Врач обращаясь к Пожилой: «Как пульс? Нитевидный… Введите адреналин». Женщина опять взмолилась обрывками мыслей ко мне: «Господи, помоги, я же знаю, ты все можешь, помоги господи…» При этом ее глаза как-то нехорошо застыли. Пожилая сделала ей укол прямо в левую грудь длинной иглой. Зрачки дернулись, и она судорожно всхлипнула.
Врач, обращаясь к Рыжей: «Ну, как там ребенок?» Рыжая испуганно молчала. У врача опять запрыгали белки: «Нельзя ей было рожать, дура, ой какая дура, я так и знал». Вслух он заорал Рыжей: «Ну что ты стоишь, как пень, делай как учили: кортизол, преднизолон, все по полной, делай же что-нибудь…» Рыжая заметалась по залу, положив маленькое тельце на столик с креслом роженицы. Я настроился на неё, она из всех нравилась мне больше всего.
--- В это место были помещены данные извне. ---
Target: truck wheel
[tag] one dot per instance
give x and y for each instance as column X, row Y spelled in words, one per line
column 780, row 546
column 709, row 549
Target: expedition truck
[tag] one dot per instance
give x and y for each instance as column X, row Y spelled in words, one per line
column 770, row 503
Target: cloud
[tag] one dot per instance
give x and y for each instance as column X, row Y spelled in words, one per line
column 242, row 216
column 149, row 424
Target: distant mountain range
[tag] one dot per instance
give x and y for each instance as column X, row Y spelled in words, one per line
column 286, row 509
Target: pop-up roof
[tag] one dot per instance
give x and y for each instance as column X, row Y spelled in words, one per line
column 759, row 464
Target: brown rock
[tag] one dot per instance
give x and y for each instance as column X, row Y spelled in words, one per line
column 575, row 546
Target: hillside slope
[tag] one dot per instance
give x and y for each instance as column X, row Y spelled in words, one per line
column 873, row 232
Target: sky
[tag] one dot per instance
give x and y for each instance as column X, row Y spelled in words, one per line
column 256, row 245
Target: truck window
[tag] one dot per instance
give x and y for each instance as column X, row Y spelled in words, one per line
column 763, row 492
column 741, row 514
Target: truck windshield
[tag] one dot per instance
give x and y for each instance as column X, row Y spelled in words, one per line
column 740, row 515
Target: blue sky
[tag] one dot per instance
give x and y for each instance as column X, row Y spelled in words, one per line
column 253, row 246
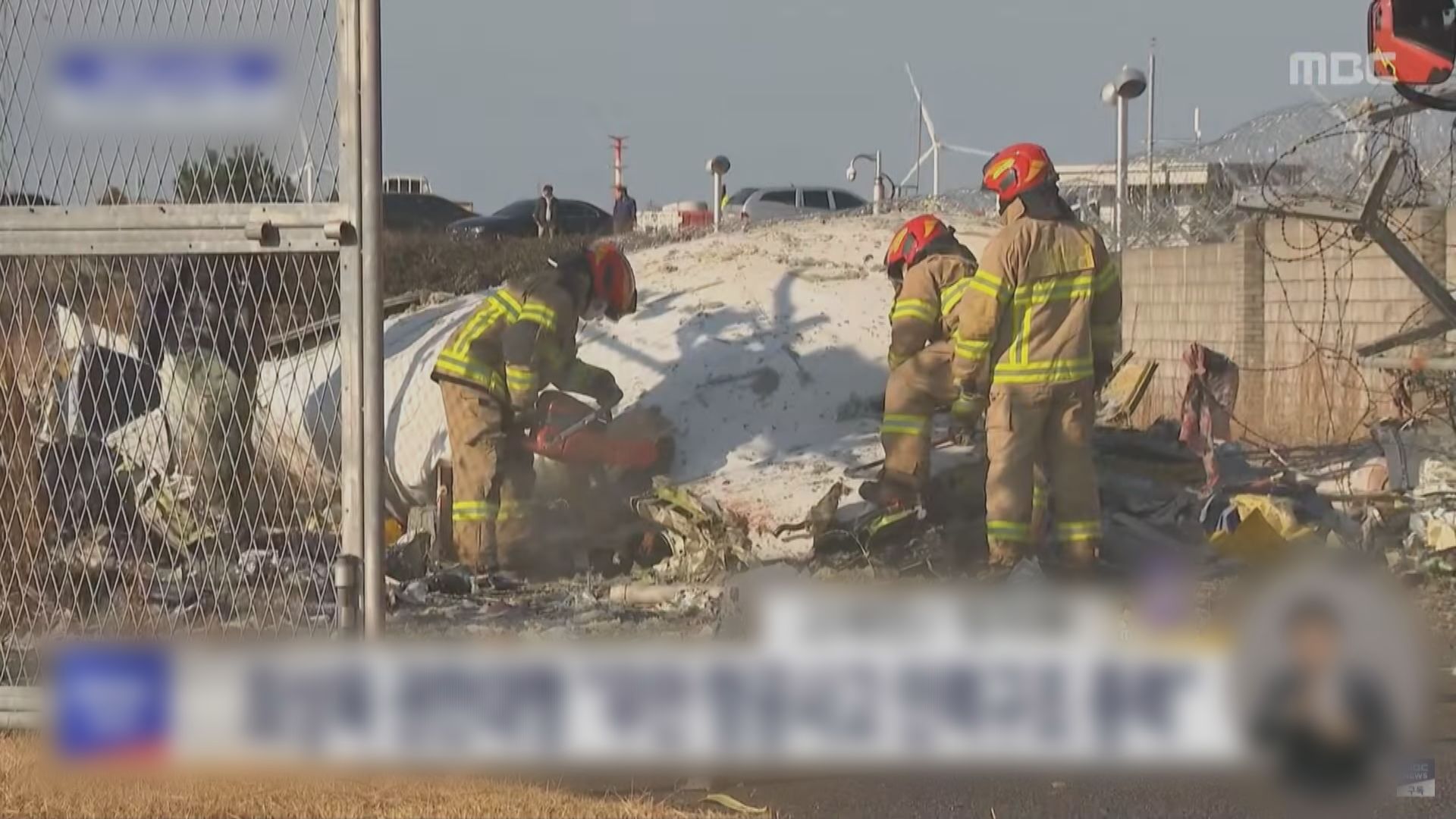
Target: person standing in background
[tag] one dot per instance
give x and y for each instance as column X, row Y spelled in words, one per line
column 623, row 213
column 548, row 213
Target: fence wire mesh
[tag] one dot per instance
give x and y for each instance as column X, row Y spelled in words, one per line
column 52, row 159
column 169, row 423
column 169, row 463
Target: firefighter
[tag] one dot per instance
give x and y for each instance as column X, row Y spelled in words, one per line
column 930, row 271
column 522, row 338
column 1036, row 337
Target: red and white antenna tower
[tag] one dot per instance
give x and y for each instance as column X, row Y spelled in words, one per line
column 618, row 145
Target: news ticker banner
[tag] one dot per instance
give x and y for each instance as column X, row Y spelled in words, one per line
column 908, row 682
column 150, row 86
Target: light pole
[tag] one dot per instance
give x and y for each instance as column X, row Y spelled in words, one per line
column 1130, row 83
column 880, row 180
column 718, row 167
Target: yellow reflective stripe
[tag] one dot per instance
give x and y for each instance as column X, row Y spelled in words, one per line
column 913, row 309
column 481, row 321
column 1109, row 276
column 539, row 314
column 989, row 283
column 1008, row 531
column 463, row 371
column 509, row 302
column 1063, row 371
column 899, row 425
column 1060, row 289
column 473, row 510
column 952, row 295
column 1079, row 531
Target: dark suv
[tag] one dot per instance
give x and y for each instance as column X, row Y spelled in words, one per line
column 421, row 212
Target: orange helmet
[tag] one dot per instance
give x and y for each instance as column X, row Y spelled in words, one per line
column 910, row 243
column 1017, row 169
column 612, row 279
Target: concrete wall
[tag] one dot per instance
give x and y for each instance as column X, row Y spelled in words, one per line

Я послал ей мысль: «Без паники, успокойся, делай все постепенно…». Мне было её немного жаль. Мысли Рыжей скакали: «Опять орет, не надо ее хиной было так пичкать перед родами, вон он какой зеленый, опять отдувайся, за всех…». Она взяла шприц и начала набирать и вкалывать в пуповину ребенка лекарства. Затем, подхватив его на руки и колотя по ногам и попке, она кричала маленькому тельцу; «Ну давай, давай, слышишь, приходи в себя, дыши, дыши, ну давай, я тебя умоляю, ну что мне с тобой делать, дыши я тебе говорю…». Я никак не мог понять, кому она это говорит, в теле ребенка еще никого не было…
Я посмотрел на мать ребенка, она дышала уже ровнее и приходила в себя. Её мысли были полны любви и нежности к этому маленькому тельцу.
Мне захотелось ей помочь. Я направил захватывающий луч на это тельце.
Оно было здоровым, немного медикаментов, но это мелочи, Я это быстро выведу. Я принял решение: «Хорошо, это моя новая Мама и моё новое тело, я помогу…»
Войдя внутрь головы ребенка, я ощутил во рту горечь хины, затем я расправил легкие и попробовал издать первый звук: «А-а-а-а-а-а-а-а-а-а-а…»
Хорошо получилось! Рыжая вдруг заплакала от счастья, подбрасывая мое новое тело в воздух, и повторяла: «Молодец, ну какой же ты молодец, живи, живи, только живи…». Она поднесла ребенка к матери и, показывая ей его, сказала: «У вас сын родился, вот он какой!» Я поймал мысль мамы: «Спасибо тебе, Господи!!! Сын, как хорошо, отец будет доволен!» И затем ликующее: «Я все-таки это сделала!!!» И только врач, выкидывая послед в тазик, смотрел на неё и думал: «Старая дура, чему ты радуешься, его еще вырастить нужно…». Мне правда было уже все равно, потому что я знал, в конце концов все будет хорошо!